I just had a car accident. I shouldn’t say just — as in minutes or even hours ago — but it seems so fresh, it’s hard to believe it didn’t just happen. Although the event occurred days ago, the few short seconds it took between feeling in control of a routine driving maneuver and realizing my air bag had deployed has been replaying in my mind a lot in the days that followed.
The twisted metal, fragments of black bumper and loose brick from the building I hit became immediate evidence that I had survived something very ugly. That I was able to get out of my car on my own volition and wasn’t injured beyond a few scratches on my hand (I guess from the air bag blossoming so suddenly) was a minor miracle. That no other car or pedestrian was harmed was another reason to celebrate my good fortune. That the veteran policewoman that wrote up the report only issued one ticket (she could have cited me for an overdue license plate renewal) was another reason I should have counted myself lucky.
The handyman who came to board up the side of the building I hit responded to my body language by reminding me “Why do you think they call them accidents?” The front of my car was badly damaged, but what I was doing to myself, on the inside, was even more barbed and brutal.
I couldn’t think of anything I was preoccupied with that may have interfered with me giving my full attention to what I had to do behind the wheel. I worried that I was hopelessly ungrounded and might be prone to other mishaps. I imagined people criticizing me for being a bad driver.
I was lucky I didn’t have serious injuries or had to deal with guilt over hurting anyone else. But all I seemed able to think about was some failure of mine.

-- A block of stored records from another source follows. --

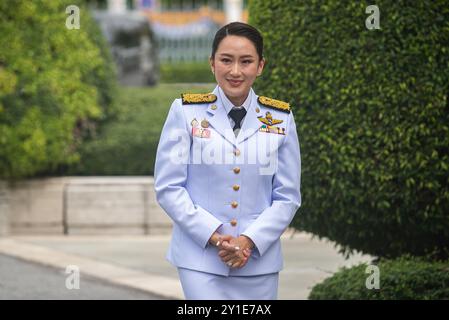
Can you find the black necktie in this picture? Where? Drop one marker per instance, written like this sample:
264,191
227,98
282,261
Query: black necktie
237,115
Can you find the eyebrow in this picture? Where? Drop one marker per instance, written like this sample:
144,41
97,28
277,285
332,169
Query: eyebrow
242,57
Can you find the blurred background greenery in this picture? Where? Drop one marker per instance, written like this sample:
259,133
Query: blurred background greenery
371,109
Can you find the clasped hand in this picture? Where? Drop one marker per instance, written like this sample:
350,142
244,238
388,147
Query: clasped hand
234,251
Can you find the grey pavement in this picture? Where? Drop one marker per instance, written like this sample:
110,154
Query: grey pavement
24,280
139,261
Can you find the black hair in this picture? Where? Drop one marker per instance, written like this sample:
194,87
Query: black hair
242,30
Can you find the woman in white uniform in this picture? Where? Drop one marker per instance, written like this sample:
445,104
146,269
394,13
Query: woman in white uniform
227,173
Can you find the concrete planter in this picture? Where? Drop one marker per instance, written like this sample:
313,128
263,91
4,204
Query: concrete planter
85,205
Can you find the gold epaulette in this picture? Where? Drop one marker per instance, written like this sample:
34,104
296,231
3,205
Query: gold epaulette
274,104
197,98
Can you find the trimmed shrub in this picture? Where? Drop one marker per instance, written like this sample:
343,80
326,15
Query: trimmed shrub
400,279
127,145
54,85
186,72
373,118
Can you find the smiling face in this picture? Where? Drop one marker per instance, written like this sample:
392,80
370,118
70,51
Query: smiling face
236,66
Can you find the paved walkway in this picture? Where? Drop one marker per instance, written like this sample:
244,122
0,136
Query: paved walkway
138,262
21,280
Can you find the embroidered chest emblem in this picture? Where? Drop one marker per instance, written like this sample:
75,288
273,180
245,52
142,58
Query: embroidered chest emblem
268,120
269,124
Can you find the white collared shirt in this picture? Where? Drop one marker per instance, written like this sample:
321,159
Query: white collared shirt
228,105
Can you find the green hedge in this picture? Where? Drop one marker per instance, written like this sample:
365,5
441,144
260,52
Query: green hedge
373,118
55,85
399,279
127,145
186,72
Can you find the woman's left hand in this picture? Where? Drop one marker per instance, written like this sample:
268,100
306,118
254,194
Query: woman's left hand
236,252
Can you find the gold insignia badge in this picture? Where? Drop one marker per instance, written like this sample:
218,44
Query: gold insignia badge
201,132
198,98
268,120
268,129
204,123
274,104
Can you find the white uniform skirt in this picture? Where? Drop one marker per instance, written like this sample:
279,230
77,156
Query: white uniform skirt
199,285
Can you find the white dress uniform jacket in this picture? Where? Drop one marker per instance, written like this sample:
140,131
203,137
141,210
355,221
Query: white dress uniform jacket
206,179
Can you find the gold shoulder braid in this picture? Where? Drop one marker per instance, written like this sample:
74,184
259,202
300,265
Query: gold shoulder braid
198,98
274,104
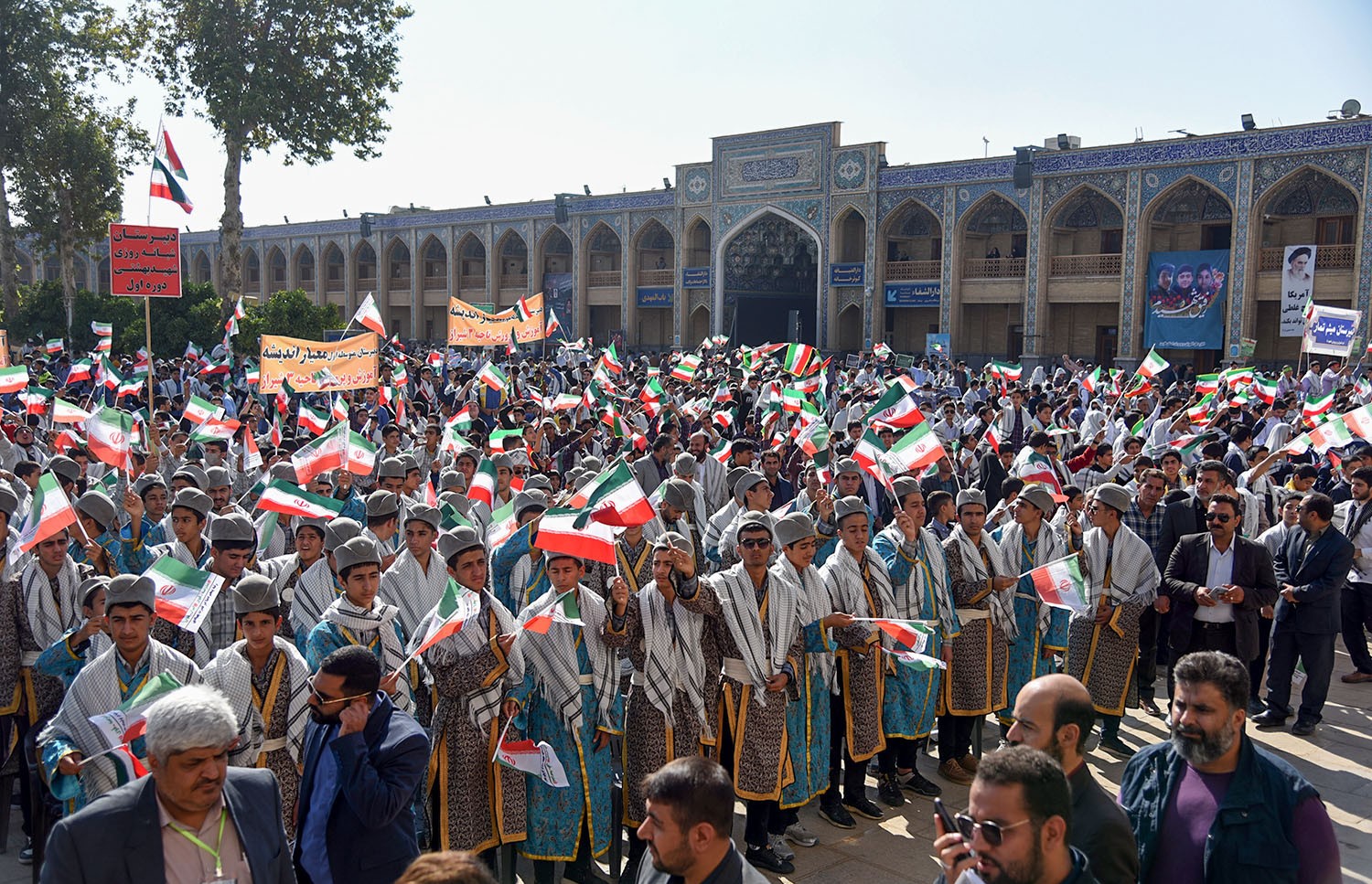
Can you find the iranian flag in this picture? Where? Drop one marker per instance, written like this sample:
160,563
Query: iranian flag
1267,389
457,606
799,358
48,513
1061,584
312,420
282,496
493,378
323,453
919,447
1360,421
614,497
66,413
169,175
109,432
896,406
483,484
1316,406
13,380
535,758
683,370
559,533
184,593
199,410
1152,365
368,315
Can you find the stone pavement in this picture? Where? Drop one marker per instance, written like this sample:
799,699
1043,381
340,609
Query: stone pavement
1336,760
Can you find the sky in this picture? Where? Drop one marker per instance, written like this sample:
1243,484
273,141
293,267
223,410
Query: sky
520,101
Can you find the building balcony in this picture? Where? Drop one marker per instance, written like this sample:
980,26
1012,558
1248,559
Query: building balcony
655,277
992,268
1084,266
1325,258
900,271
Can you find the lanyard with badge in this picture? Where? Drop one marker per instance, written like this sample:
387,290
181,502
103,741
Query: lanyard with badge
213,851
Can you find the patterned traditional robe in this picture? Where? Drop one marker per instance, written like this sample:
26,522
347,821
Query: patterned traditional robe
756,717
976,681
477,804
1102,656
918,573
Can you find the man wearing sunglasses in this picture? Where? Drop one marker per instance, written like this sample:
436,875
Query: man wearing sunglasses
1018,825
1217,581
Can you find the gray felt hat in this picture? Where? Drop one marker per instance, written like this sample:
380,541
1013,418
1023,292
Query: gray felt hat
194,499
131,590
254,592
357,551
338,532
793,527
457,541
232,527
381,503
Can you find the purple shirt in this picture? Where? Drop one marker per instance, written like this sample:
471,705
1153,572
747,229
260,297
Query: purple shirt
1191,812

The rest of the afternoon, I did the things you are supposed to do in such a situation. I filed an insurance claim. I purchased a sticker for my license plate renewal. I reserved a rental car for the next day. In the evening, I fell apart. How could I have been so …(fill in the blank with any range of vindictive expression)?

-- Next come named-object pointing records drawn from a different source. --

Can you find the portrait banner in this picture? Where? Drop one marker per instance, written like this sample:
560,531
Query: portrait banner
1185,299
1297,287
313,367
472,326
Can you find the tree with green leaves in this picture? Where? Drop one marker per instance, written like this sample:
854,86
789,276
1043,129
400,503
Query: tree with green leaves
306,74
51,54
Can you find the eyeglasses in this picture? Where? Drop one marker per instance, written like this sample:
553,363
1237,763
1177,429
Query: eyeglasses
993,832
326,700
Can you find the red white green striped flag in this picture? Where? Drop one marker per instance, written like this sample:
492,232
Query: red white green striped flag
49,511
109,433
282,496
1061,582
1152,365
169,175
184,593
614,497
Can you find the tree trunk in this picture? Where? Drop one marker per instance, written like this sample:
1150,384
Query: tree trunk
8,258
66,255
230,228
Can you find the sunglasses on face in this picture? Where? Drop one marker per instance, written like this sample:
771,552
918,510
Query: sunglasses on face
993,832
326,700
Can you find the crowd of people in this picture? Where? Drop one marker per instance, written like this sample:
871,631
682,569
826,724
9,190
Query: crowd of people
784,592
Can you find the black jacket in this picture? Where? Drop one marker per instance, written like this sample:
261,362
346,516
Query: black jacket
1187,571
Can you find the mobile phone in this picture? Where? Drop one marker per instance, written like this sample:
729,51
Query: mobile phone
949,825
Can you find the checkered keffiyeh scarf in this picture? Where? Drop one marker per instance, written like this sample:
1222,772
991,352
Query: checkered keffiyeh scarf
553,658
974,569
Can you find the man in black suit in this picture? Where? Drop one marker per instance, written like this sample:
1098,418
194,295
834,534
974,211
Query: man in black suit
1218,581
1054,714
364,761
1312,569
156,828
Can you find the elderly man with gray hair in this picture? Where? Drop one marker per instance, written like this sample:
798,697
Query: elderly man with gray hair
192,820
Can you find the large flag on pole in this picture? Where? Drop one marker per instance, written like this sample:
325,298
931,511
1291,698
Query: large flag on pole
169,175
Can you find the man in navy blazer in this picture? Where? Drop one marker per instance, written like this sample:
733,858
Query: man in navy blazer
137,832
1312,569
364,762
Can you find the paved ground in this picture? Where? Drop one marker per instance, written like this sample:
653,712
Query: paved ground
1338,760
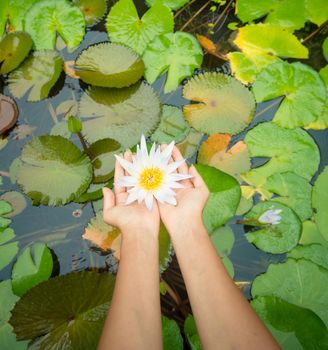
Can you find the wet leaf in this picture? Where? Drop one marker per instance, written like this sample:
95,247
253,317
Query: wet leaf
292,326
275,239
53,170
122,115
173,126
303,90
299,282
36,76
286,150
69,310
233,161
177,53
225,105
47,17
320,202
33,266
124,25
14,47
109,65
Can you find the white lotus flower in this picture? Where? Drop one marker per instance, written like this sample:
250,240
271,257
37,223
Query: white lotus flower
271,216
151,175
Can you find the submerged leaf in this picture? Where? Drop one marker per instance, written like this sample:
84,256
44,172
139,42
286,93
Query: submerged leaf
47,17
14,47
122,115
36,76
53,170
109,65
124,25
177,53
226,106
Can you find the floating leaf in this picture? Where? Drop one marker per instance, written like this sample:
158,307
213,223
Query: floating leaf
225,106
292,326
69,310
299,282
304,92
177,53
122,115
8,113
224,196
14,47
124,25
288,150
173,126
93,10
33,266
214,152
53,170
320,202
36,76
47,17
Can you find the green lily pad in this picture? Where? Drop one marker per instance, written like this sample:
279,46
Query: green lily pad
14,47
294,191
304,92
288,150
274,238
53,170
124,25
47,17
122,115
93,10
299,282
224,104
173,126
33,266
293,327
177,53
224,196
109,65
36,76
69,310
320,202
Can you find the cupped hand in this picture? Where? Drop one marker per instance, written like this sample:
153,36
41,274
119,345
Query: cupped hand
131,218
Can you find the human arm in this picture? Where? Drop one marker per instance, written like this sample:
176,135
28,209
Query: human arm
134,317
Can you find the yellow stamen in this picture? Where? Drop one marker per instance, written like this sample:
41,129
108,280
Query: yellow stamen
151,178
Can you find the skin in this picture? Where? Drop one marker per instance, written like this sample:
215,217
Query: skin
223,316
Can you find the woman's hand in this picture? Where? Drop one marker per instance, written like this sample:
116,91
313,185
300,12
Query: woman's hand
131,219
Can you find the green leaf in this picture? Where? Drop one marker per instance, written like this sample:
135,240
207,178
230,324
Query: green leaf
299,282
36,76
53,170
122,115
14,47
303,90
294,191
287,150
278,238
33,266
109,65
173,126
320,202
124,25
172,338
69,310
224,196
292,326
223,105
177,53
47,17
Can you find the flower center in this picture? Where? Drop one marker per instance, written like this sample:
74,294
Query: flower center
151,178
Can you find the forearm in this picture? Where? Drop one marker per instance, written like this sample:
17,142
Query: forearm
223,316
134,321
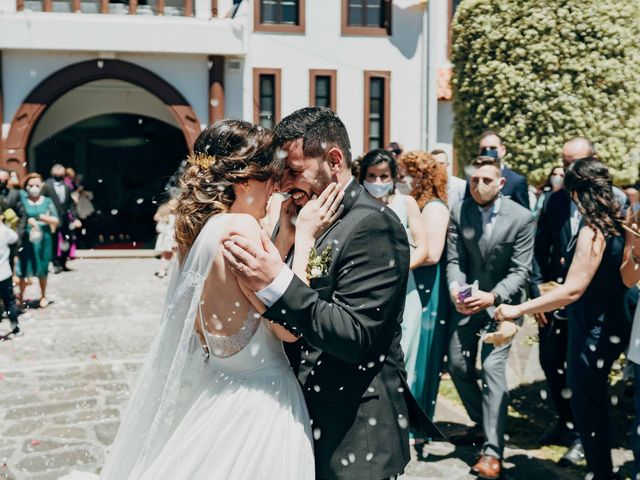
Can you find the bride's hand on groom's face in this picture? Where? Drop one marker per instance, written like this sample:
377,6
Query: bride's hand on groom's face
256,266
320,212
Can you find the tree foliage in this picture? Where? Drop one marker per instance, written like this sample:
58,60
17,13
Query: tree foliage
543,71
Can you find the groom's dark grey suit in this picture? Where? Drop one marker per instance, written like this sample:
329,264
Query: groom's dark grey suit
349,361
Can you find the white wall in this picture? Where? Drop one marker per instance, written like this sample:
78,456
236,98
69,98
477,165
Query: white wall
121,33
23,71
440,113
323,47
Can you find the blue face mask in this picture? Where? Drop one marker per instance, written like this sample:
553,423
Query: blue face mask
378,190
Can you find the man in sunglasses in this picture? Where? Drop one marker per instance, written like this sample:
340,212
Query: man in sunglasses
515,186
558,227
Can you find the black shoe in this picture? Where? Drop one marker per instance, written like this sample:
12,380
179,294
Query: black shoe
558,435
469,436
573,456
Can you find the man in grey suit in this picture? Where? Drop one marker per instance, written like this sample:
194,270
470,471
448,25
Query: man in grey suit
490,241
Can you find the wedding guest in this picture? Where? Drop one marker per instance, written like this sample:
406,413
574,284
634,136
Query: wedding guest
554,182
429,188
633,196
10,199
490,242
594,291
455,186
8,237
70,178
36,253
515,186
631,276
59,192
165,226
378,170
557,230
395,149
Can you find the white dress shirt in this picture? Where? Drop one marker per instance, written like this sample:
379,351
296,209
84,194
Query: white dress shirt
456,188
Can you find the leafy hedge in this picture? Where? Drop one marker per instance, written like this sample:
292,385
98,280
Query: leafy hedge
542,71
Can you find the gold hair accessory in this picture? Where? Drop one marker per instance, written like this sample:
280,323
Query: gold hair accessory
201,160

I called a friend in Michigan. She tried to help me put things in perspective.
“Take out a blank sheet of paper, and draw a dot,” she instructed. “Think of that dot as representing the accident.”
“Now draw a much larger circle,” she went on. In retrospect, she probably intended for me to have two circles of disparate diameters side by side, but for some unknown reason, I decided to surround my dot with the larger circle, which I later shaded in.

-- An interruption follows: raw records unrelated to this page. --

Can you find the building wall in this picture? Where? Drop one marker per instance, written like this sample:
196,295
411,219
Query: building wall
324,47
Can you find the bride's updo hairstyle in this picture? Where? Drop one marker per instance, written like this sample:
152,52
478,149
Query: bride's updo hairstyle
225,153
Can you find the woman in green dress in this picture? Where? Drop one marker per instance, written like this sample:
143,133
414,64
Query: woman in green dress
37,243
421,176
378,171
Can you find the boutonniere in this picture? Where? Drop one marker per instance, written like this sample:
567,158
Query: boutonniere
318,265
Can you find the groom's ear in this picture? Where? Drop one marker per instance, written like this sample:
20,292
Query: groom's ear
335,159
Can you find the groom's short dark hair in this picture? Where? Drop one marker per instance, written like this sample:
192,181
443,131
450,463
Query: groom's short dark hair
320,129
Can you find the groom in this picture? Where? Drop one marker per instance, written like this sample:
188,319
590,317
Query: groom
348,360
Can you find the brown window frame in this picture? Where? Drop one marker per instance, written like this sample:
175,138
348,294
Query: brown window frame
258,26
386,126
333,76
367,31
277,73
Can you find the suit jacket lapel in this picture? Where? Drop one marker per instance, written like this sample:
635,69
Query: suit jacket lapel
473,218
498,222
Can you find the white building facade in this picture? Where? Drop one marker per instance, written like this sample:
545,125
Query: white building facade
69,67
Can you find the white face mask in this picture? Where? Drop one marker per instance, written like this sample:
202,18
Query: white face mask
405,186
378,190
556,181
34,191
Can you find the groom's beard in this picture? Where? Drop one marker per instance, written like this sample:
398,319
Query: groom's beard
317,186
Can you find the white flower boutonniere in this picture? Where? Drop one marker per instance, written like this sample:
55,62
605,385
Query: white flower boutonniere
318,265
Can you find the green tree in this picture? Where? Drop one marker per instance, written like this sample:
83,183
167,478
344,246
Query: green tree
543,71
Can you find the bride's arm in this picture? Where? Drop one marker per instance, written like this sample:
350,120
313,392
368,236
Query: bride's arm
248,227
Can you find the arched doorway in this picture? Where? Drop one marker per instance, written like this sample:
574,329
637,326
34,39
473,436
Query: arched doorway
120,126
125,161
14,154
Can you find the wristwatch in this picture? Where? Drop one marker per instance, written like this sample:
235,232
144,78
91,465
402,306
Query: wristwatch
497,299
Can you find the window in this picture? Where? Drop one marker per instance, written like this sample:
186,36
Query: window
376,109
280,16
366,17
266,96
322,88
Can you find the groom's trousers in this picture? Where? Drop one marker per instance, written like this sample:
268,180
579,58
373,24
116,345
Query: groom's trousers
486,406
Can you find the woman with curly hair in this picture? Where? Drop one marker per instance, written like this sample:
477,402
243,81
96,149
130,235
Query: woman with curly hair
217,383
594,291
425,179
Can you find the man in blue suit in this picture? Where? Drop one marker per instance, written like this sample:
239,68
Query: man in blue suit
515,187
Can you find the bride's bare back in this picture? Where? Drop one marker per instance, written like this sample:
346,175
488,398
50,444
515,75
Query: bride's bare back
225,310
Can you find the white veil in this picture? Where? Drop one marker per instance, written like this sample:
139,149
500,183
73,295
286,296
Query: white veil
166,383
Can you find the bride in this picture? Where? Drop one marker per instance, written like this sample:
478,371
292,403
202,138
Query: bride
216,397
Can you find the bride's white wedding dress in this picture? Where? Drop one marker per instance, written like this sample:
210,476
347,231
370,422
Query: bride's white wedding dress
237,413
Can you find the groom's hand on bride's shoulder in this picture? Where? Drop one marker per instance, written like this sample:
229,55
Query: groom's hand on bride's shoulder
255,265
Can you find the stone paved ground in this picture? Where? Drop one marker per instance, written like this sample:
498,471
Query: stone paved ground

“This big circle can represent the entirety of your life. The accident is over,” she remarked without judgment. “It was real, but it is not the whole of your life.”
She went on to ask me questions about myself, how I made choices, how I treated others, when was the last time I pushed myself and tried something new. We concluded that I have acted bravely, tended to be generous and was often wise. She added that from what she could tell, I probably liked myself. I agreed. I am who I am because of conscious choices I’ve made.
She recommended wrapping a bubble of unconditional love around my dot and circle, advising me to love and forgive myself. Not in an airy-fairy sort of way, but to remember that anything that IS is part of everything that is.
Even temporarily, feeling so out of control is disorienting. Damaging physical property despite a general orientation to be careful is unsettling, but my life is more than an event. My character is more shining than it is dirty.
Being reminded to keep things in perspective is no small thing.